Big Data analysis with Hadoop and RHadoop

Course/Event Essentials

Event/Course Start
Event/Course End
Event/Course Format
Online
Live (synchronous)

Venue Information

Country: Austria
Venue Details: Click here

Training Content and Scope

Scientific Domain
Level of Instruction
Beginner
Sector of the Target Audience
Research and Academia
Industry
Public Sector
Other (general public...)
HPC Profile of Target Audience
Application Users
Application Developers
Data Scientists
System Administrators
Language of Instruction

Other Information

Supporting Project(s)
EuroCC/CASTIEL
Event/Course Description

This training course will focus on the foundations of “Big Data” processing by introducing the Hadoop distributed computing architecture and providing an introductory level tutorial for Big Data analysis using Hadoop, Rhadoop, and R libraries parallel, doParallel, foreach and Rmpi. Although online, the course will be hands-on, allowing participants to work interactively on real data on the High Performance Computing environment of the University of Ljubljana and on the Vienna Scientific Cluster.

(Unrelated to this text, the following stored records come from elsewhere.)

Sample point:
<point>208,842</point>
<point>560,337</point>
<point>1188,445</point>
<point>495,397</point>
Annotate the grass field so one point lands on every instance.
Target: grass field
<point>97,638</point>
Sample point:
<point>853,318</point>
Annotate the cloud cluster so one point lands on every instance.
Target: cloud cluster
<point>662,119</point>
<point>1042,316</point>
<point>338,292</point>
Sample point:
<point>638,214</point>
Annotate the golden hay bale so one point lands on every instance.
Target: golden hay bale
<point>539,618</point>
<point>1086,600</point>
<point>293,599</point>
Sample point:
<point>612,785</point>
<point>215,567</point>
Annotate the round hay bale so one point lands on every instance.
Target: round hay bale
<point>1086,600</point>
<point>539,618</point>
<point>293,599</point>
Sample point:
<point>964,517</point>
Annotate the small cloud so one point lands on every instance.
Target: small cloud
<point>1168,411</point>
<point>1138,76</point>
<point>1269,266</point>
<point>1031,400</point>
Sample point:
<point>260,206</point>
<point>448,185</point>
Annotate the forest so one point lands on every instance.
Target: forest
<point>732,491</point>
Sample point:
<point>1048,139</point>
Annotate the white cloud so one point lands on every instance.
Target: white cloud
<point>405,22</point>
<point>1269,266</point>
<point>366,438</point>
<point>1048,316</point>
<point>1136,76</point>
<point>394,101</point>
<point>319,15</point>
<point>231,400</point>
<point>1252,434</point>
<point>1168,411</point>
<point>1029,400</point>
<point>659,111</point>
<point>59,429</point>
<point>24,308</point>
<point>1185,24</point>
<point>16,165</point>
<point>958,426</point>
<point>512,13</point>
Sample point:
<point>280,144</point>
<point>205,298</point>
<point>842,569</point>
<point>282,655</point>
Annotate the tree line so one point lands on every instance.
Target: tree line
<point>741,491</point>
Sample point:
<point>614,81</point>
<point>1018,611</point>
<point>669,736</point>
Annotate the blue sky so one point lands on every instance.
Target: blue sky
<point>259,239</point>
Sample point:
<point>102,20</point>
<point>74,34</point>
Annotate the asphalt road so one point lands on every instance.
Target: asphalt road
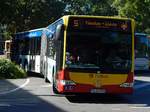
<point>34,95</point>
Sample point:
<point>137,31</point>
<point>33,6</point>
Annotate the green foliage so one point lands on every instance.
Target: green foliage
<point>137,9</point>
<point>9,70</point>
<point>21,15</point>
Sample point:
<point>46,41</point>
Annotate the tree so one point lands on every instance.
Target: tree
<point>136,9</point>
<point>22,15</point>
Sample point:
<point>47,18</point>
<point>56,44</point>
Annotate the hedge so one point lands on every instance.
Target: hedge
<point>10,70</point>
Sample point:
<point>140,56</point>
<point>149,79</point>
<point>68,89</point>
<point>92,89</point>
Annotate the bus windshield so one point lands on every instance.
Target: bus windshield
<point>102,50</point>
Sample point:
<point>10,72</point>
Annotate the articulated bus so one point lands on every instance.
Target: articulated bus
<point>142,51</point>
<point>89,54</point>
<point>26,49</point>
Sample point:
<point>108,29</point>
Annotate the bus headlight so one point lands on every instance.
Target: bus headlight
<point>126,85</point>
<point>67,82</point>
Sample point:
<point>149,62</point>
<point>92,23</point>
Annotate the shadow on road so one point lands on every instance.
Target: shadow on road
<point>23,100</point>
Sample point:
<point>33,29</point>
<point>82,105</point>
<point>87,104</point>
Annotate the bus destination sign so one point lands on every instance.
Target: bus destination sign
<point>92,23</point>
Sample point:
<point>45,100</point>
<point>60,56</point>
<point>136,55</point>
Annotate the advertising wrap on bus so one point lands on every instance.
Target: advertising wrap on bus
<point>76,23</point>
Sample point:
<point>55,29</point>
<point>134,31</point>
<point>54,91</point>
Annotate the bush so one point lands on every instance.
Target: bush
<point>10,70</point>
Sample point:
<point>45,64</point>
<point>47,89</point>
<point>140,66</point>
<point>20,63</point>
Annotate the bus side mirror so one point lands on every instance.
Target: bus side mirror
<point>59,32</point>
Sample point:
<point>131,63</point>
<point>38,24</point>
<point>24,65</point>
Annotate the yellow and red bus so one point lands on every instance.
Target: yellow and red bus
<point>89,54</point>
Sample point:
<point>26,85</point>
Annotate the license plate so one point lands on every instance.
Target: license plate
<point>98,91</point>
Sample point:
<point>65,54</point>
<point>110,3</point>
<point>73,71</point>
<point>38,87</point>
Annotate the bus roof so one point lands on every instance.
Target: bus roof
<point>91,16</point>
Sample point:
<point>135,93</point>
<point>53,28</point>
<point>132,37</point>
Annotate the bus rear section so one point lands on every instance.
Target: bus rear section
<point>142,54</point>
<point>98,56</point>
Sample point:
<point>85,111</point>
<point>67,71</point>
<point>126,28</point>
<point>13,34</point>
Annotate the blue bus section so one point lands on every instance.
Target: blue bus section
<point>27,49</point>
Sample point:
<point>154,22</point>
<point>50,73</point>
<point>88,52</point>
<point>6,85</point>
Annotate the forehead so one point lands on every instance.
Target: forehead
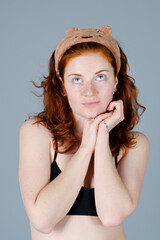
<point>87,61</point>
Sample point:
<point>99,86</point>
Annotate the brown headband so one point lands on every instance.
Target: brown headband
<point>74,36</point>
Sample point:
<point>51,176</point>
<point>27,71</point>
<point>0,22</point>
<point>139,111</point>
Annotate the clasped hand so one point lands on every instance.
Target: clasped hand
<point>94,129</point>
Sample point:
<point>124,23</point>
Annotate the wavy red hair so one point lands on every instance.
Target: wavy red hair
<point>57,115</point>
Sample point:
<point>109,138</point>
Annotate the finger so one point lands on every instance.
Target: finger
<point>115,104</point>
<point>103,116</point>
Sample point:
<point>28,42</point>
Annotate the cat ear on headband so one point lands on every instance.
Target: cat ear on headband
<point>104,28</point>
<point>71,30</point>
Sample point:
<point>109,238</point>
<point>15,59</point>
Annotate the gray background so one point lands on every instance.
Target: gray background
<point>29,32</point>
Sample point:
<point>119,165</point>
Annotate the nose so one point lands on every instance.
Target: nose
<point>89,89</point>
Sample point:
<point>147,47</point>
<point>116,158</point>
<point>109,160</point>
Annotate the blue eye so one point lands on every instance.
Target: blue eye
<point>101,77</point>
<point>76,80</point>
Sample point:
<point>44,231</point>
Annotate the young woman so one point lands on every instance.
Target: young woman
<point>81,167</point>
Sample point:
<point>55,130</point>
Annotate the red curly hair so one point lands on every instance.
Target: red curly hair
<point>57,115</point>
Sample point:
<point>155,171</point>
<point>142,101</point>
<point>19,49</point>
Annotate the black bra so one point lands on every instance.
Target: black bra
<point>85,201</point>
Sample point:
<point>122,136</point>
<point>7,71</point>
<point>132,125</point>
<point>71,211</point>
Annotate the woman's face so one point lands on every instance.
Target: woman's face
<point>89,83</point>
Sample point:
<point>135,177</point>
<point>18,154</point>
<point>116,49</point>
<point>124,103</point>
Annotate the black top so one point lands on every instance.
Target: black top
<point>85,201</point>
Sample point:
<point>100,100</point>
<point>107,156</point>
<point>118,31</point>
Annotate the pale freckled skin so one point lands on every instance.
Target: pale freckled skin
<point>90,86</point>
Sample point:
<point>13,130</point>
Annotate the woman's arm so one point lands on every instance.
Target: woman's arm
<point>117,191</point>
<point>46,202</point>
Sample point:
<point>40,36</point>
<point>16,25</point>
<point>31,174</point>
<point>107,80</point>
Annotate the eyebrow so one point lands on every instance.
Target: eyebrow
<point>82,75</point>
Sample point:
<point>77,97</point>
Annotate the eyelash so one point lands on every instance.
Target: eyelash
<point>98,76</point>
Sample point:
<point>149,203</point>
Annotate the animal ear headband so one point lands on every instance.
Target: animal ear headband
<point>74,36</point>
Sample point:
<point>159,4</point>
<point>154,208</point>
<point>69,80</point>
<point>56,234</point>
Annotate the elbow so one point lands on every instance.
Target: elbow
<point>42,224</point>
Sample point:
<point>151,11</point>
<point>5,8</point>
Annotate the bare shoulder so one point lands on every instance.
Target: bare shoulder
<point>31,124</point>
<point>142,144</point>
<point>35,137</point>
<point>141,139</point>
<point>30,127</point>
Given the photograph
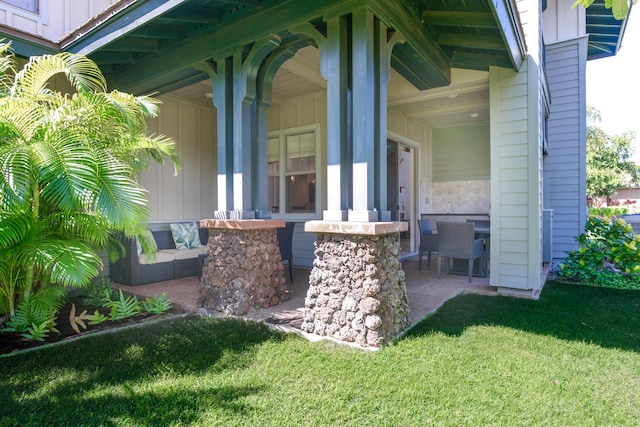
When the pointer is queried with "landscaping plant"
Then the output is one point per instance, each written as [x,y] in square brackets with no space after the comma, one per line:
[608,255]
[68,167]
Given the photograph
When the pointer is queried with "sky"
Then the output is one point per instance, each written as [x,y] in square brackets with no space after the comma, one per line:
[613,84]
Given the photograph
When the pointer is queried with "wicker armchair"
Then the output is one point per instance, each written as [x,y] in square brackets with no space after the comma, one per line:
[428,241]
[457,240]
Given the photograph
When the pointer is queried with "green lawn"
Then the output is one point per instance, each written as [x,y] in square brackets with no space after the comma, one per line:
[572,358]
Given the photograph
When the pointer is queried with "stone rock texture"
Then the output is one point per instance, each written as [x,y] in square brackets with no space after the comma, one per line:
[243,271]
[357,290]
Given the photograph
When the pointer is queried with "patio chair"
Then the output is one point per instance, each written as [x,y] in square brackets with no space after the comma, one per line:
[457,240]
[285,239]
[428,241]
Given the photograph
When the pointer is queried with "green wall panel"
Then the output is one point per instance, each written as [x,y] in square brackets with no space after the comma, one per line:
[461,153]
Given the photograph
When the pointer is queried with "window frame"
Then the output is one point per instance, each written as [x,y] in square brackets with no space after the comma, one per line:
[283,174]
[35,10]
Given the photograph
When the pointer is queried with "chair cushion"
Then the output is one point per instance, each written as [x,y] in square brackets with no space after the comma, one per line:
[151,239]
[160,257]
[186,235]
[190,253]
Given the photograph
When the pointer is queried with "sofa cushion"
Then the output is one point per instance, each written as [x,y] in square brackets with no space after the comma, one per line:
[190,253]
[160,257]
[185,235]
[151,240]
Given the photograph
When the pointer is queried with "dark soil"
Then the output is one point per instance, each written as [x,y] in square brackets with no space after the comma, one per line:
[11,341]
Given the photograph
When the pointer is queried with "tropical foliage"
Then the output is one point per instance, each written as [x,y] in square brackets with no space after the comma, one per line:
[68,164]
[608,255]
[619,8]
[610,163]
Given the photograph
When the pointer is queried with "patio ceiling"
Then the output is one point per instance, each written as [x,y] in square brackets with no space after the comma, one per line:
[150,45]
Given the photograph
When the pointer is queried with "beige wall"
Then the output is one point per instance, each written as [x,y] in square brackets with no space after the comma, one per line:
[56,18]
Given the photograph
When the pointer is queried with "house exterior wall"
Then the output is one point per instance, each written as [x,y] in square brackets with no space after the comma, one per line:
[515,180]
[190,195]
[460,162]
[565,165]
[55,19]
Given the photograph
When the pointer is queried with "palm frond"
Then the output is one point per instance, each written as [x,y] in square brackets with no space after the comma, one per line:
[70,262]
[120,197]
[15,176]
[81,72]
[67,171]
[14,227]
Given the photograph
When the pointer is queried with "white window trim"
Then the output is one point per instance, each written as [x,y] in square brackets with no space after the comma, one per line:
[281,134]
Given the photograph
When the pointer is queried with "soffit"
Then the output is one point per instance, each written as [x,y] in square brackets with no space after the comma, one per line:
[149,45]
[605,32]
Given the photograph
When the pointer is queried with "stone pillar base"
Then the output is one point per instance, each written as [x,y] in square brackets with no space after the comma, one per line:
[357,289]
[243,270]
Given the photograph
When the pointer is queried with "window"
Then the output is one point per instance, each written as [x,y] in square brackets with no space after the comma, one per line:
[292,157]
[30,5]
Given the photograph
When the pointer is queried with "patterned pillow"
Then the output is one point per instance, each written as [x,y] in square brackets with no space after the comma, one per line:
[185,235]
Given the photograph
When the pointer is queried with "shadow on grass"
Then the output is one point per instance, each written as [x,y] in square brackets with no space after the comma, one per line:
[77,375]
[606,317]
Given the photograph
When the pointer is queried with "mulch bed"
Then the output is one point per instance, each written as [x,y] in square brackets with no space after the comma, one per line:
[11,341]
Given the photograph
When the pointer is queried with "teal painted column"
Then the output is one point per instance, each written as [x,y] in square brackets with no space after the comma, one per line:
[241,152]
[356,62]
[264,98]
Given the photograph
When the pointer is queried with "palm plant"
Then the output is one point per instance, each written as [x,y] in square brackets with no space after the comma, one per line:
[68,165]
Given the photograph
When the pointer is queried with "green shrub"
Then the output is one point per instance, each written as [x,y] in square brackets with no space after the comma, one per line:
[608,255]
[609,211]
[123,307]
[97,289]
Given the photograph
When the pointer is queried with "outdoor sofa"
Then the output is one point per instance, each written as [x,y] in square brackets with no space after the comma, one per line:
[133,268]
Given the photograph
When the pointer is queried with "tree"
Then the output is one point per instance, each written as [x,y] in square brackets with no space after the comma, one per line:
[610,164]
[68,165]
[619,8]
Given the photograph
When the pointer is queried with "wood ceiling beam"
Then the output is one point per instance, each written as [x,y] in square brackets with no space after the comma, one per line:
[440,110]
[471,41]
[478,61]
[196,16]
[458,19]
[305,69]
[428,95]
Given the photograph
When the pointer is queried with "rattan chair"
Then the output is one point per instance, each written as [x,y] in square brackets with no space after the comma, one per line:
[428,241]
[457,240]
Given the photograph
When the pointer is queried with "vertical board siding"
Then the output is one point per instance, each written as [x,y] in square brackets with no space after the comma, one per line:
[291,114]
[565,163]
[180,198]
[510,178]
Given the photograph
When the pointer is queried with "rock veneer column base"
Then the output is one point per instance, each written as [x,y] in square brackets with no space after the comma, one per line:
[357,290]
[243,269]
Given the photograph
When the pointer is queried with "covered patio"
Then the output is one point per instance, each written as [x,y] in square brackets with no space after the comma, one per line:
[425,294]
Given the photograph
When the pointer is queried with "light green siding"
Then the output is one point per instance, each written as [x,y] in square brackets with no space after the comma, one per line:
[461,153]
[516,182]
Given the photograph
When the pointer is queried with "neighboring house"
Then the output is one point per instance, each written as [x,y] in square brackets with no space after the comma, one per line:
[357,110]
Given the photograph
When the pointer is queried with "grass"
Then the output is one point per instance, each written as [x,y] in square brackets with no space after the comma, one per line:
[570,358]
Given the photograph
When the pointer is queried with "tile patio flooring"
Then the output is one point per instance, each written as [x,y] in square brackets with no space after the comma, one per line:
[425,293]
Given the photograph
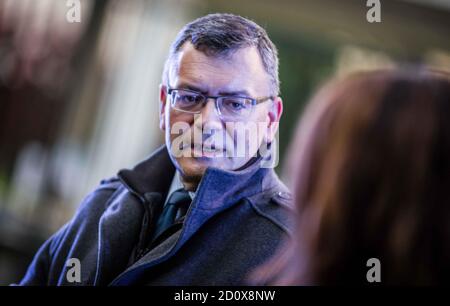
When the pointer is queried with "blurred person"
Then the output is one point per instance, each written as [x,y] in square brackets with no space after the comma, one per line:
[370,167]
[193,213]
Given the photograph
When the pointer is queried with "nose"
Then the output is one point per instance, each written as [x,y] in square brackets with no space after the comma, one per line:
[210,121]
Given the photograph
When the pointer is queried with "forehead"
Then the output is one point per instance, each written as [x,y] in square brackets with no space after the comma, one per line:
[238,71]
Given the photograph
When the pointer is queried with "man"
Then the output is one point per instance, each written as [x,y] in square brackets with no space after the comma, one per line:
[195,212]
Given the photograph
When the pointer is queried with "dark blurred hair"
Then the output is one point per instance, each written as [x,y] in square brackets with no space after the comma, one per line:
[371,178]
[220,35]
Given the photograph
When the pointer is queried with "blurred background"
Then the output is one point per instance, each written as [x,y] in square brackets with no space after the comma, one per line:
[78,101]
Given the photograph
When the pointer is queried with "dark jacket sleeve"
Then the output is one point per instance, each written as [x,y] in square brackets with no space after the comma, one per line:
[50,260]
[37,273]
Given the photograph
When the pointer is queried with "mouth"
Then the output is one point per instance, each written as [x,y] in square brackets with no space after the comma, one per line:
[201,150]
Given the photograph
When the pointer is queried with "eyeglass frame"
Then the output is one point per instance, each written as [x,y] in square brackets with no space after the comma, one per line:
[254,101]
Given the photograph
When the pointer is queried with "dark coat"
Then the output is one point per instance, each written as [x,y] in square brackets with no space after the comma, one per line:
[236,222]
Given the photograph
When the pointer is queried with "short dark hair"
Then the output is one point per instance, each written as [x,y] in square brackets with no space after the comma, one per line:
[220,34]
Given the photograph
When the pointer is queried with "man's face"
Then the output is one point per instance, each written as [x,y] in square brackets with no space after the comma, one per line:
[211,139]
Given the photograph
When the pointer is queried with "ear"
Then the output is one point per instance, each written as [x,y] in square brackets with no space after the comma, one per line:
[274,116]
[162,106]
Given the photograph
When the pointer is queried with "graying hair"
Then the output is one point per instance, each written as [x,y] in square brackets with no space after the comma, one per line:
[221,35]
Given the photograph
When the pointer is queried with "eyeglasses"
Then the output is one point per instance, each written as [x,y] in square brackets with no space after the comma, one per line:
[231,107]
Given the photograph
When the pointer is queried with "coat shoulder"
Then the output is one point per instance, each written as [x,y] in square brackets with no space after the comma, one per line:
[276,206]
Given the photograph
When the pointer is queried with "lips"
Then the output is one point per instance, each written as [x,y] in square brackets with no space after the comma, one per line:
[200,150]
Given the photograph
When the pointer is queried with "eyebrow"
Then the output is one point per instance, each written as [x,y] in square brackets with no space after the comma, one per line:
[185,85]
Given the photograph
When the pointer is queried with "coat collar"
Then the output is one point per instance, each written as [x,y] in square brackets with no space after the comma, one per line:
[217,187]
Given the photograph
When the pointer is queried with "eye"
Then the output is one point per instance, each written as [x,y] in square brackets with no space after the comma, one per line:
[189,98]
[235,104]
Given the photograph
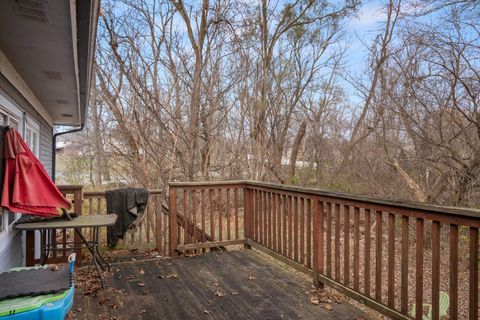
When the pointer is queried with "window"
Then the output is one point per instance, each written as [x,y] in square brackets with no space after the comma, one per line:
[11,115]
[32,135]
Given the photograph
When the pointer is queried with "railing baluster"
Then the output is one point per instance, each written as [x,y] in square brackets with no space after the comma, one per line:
[185,217]
[309,231]
[212,220]
[283,200]
[329,239]
[261,217]
[320,230]
[290,227]
[268,218]
[235,195]
[172,222]
[346,238]
[274,222]
[367,251]
[220,214]
[419,270]
[435,270]
[229,235]
[302,230]
[453,272]
[203,213]
[404,268]
[473,274]
[316,242]
[295,228]
[391,260]
[378,255]
[356,248]
[337,242]
[158,223]
[194,215]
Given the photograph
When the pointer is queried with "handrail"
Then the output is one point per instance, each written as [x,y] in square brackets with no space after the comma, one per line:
[335,236]
[96,194]
[457,211]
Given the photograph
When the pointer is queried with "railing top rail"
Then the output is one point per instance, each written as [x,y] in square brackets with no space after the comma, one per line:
[96,194]
[208,183]
[409,205]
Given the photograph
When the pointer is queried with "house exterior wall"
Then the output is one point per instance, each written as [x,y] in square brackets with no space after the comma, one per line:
[12,243]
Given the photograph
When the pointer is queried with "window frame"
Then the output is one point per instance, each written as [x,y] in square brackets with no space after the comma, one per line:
[11,112]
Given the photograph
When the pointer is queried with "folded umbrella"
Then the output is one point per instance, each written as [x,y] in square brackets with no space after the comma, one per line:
[27,187]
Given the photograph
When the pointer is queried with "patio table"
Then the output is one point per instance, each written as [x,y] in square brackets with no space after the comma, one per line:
[77,223]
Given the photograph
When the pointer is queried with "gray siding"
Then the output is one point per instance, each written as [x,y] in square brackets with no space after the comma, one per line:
[11,255]
[12,246]
[46,131]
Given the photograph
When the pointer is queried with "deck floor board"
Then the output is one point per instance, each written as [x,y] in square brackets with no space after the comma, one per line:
[274,293]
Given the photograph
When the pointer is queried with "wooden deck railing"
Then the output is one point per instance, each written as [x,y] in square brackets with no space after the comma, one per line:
[202,214]
[389,255]
[151,232]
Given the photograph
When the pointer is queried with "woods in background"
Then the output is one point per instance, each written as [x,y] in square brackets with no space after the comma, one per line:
[227,89]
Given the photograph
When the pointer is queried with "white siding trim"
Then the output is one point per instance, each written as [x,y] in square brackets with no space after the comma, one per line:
[8,70]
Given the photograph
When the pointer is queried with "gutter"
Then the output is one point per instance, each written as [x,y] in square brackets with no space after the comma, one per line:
[54,147]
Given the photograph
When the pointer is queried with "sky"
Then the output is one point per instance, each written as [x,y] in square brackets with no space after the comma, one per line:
[361,30]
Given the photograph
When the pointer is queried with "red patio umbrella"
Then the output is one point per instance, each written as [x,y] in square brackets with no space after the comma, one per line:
[27,187]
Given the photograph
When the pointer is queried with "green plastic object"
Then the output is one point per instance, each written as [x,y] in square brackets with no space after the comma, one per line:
[28,303]
[443,306]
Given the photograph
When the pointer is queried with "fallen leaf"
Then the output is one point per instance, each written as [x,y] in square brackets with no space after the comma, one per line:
[328,306]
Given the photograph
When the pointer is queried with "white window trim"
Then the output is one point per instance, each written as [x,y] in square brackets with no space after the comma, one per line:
[10,109]
[34,127]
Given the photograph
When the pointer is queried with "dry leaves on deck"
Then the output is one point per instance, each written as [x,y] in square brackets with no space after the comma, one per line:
[325,298]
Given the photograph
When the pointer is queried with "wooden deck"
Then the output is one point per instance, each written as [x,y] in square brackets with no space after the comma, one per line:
[228,285]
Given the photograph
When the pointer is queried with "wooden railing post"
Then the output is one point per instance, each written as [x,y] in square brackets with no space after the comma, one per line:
[247,214]
[77,208]
[317,236]
[158,223]
[172,222]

The training event will consist of two 4-hour trainings in two consecutive days. The first day will focus on big data management and data analysis with Hadoop. The participant will learn how to (i) move big data efficiently to a cluster and to Hadoop distributed file system, and (ii) how to perform simple big data analysis by Python scripts using MapReduce and Hadoop. The second day will focus on big data management and analysis using R and Rhadoop. We will first stick to work within RStudio and will write all scripts within R using several state-of-the-art libraries for parallel computations, like parallel, doParallel, foreach, Rmpi and libraries to work with Hadoop, like rmr, rhdfs and rhbase. Finally, we will show how to perform parallel slurm jobs with R scripts.

The participants will need a local machine to connect to the supercomputers at the University of Ljubljana and to the Vienna Scientific Cluster. Before the start of the course they will get training accounts on these supercomputers for running all examples.

Target audience: Everyone interested in big data management and analysis.

Prerequisites for the first day: basic Linux shell commands and Python
Prerequisites for the second day: basic Linux shell commands and R

This course is organized in cooperation with EuroCC Austria, VSC, EuroCC Slovakia, and EuroCC Slovenia.